Every Man for Himself and God Against All
- First edition cover
- Author: Werner Herzog
- Original title: Jeder für sich und Gott gegen alle
- Translator: Michael Hofmann
- Language: German
- Genre: Memoir
- Publisher: Carl Hanser Verlag
- Publication date: 22 August 2022
- Publication place: Germany
- Published in English: 10 October 2023
- Pages: 352
- ISBN: 978-3-446-27399-3

= Every Man for Himself and God Against All: A Memoir =

2022 memoir by Werner Herzog

Every Man for Himself and God Against All: A Memoir (Jeder für sich und Gott gegen alle. Erinnerungen) is a 2022 memoir by the German filmmaker Werner Herzog.

==Summary==
Werner Herzog reminisces about his life interspersed with stories about his films, mixing memories and personal stories from different times. His memories from his childhood in rural Bavaria are accompanied by the making of the science fiction film The Wild Blue Yonder (2005). His early interest in ski jumping led to the making of a film about the sport. Herzog writes about his acquaintance with the actor Klaus Kinski in Munich. He writes about his temporary adherence to Catholicism and how it probably left traces in his films. He writes about how recurring tropes in his films are connected to personal experiences. The book ends in the middle of a sentence.

==Reception==
Kirkus Reviews described the book as "Herzog in all his extravagant, perspicacious glory" and an "opportunity to delve deeply into Herzog's fascinating mind".

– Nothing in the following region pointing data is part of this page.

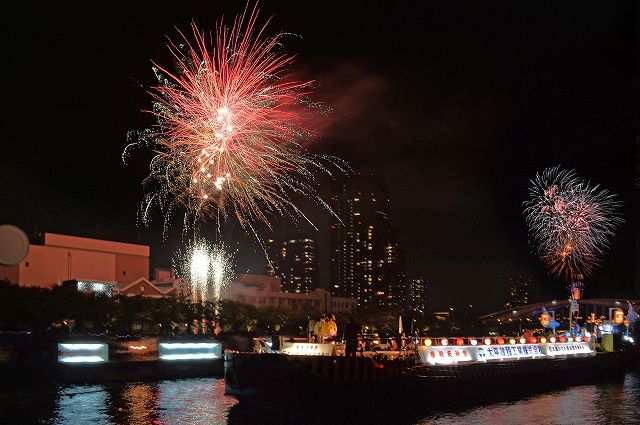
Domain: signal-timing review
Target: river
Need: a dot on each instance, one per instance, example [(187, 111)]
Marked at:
[(202, 401)]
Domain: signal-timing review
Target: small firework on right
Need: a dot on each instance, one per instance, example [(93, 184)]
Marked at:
[(570, 222)]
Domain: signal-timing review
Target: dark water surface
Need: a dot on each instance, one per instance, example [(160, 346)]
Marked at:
[(202, 401)]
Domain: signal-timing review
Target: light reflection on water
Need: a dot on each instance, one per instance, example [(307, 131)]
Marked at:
[(187, 401), (202, 401), (611, 402)]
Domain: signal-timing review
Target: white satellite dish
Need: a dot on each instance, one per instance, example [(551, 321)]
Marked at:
[(14, 245)]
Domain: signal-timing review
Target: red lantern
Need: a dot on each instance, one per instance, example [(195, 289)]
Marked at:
[(544, 319), (618, 316)]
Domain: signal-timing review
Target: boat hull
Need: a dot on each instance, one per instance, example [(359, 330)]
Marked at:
[(307, 381)]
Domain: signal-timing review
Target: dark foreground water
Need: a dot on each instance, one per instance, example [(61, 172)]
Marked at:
[(202, 401)]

Claire Dederer of The Guardian wrote that admirers of Herzog "will find much to love here, all of it jumbled up into a kind of memoir-diary-polemic hybrid". She called the book "something weirder and truer than a mere autobiography" that reaches Herzog's "deepest compulsions and yearnings".

Dwight Garner of The New York Times did not think the book is meant to be taken at face value, relating its content to the "ecstatic truth" Herzog says he strives for in his documentary films. Garner wrote he did not believe a word in the book and called Herzog "an old-school, concierge-level bluffer".

== See also ==
- The Enigma of Kaspar Hauser, a 1974 film by Herzog, originally released in German as Jeder für sich und Gott gegen alle.